La paternidad real es sostenida por unos cuantos titanes que oran y laboran mientras un corrillo van como manada errante con brújula rota y prioridades torcidas… ¡Y no está bien ese “despadre” que provoca que la paternidad responsable sea como un animal exótico en peligro de extinción! Todo hijo merece un padre presente, que le sirva de guía, modelo, refugio y protección. Con tanto “despadre” la palabra papá ha sufrido una falta de credibilidad.

Por eso, el día de los padres en las calles viene con tonos agridulces y ese ¡gracias papá! produce sorpresa o se reserva solo para unos pocos caballeros, para el camposanto y los que esperan en la patria celeste. Por ello, urge esa llamada benedictina de ora et labora (orar y trabajar) por la paternidad y elevar una plegaria a Dios por todos los padres; los buenos, regulares y malos; los prodigios, los misericordiosos y los pródigos. Para que todos ellos tengan un encuentro personal con El Salvador del Mundo, se santifiquen y logren alcanzar ser la fiel imagen de aquel padre misericordioso que es el personaje principal de la parábola de Jesús.

Oremos por los padres que sufren la enfermedad, los que convalecen, los que viven la soledad, los fieles difuntos, los que viven el horror de la guerra, la persecución y la violencia. Oremos por los padres que tienen que migrar a tierras lejanas buscando el sustento para el hogar, los que viven en condiciones de pobreza y los que reciben el embate de la crisis climática y tienen que reedificar el hogar. 

Presentemos una oración sencilla confiada al Dios Padre, pidiéndole que bendiga a los padres para que sean humildes, faros de la fe, dóciles a la voz del Espíritu, creyentes de Su Palabra, fieles a esperanza y diligentes a su caridad en este mundo.

Dios Padre eterno, 

En Ti encontramos el verdadero amor. 

Bendice a los padres de familia. 

Que los que son padres por primera vez, 

puedan guiar a sus pequeños con Tú sabiduría. 

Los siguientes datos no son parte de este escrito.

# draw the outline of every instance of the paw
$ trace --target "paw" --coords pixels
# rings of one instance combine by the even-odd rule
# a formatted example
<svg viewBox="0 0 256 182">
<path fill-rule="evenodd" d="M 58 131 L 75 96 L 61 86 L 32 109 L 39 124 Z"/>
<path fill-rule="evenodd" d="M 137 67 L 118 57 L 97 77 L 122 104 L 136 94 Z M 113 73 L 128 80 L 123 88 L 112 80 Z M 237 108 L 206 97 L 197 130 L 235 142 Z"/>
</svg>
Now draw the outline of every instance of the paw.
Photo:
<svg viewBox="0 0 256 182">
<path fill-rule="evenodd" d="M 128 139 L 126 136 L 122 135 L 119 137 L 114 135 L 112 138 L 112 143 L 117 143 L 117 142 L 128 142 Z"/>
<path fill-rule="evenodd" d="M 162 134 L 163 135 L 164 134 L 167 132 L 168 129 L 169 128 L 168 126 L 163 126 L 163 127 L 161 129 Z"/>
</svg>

Que los que tienen a sus hijos lejos, 

fortalezcan más sus lazos de amor. 

Que los que luchan por su familia, 

renueven sus fuerzas todos los días. 

Y que los padres ya ancianos, 

sientan siempre la cercanía de sus seres queridos 

y el valor que aportan al mundo. 

Gracias Padre Celestial por mostrarnos 

Tu gracia y amor a través 

de nuestros padres terrenales. Amén.

¡Oh Dios! Con corazón contrito, con la mirada al cielo y rodilla en tierra te pedimos que atiendas esta plegaria. Concédenos a los padres la fuerza, el ánimo y la constancia; concédenos fe, esperanza y caridad para este camino juntos en clave sinodal y misionera para que todos nosotros los padres podamos demostrar que Jesucristo vive y reina por los siglos de los siglos. Amén.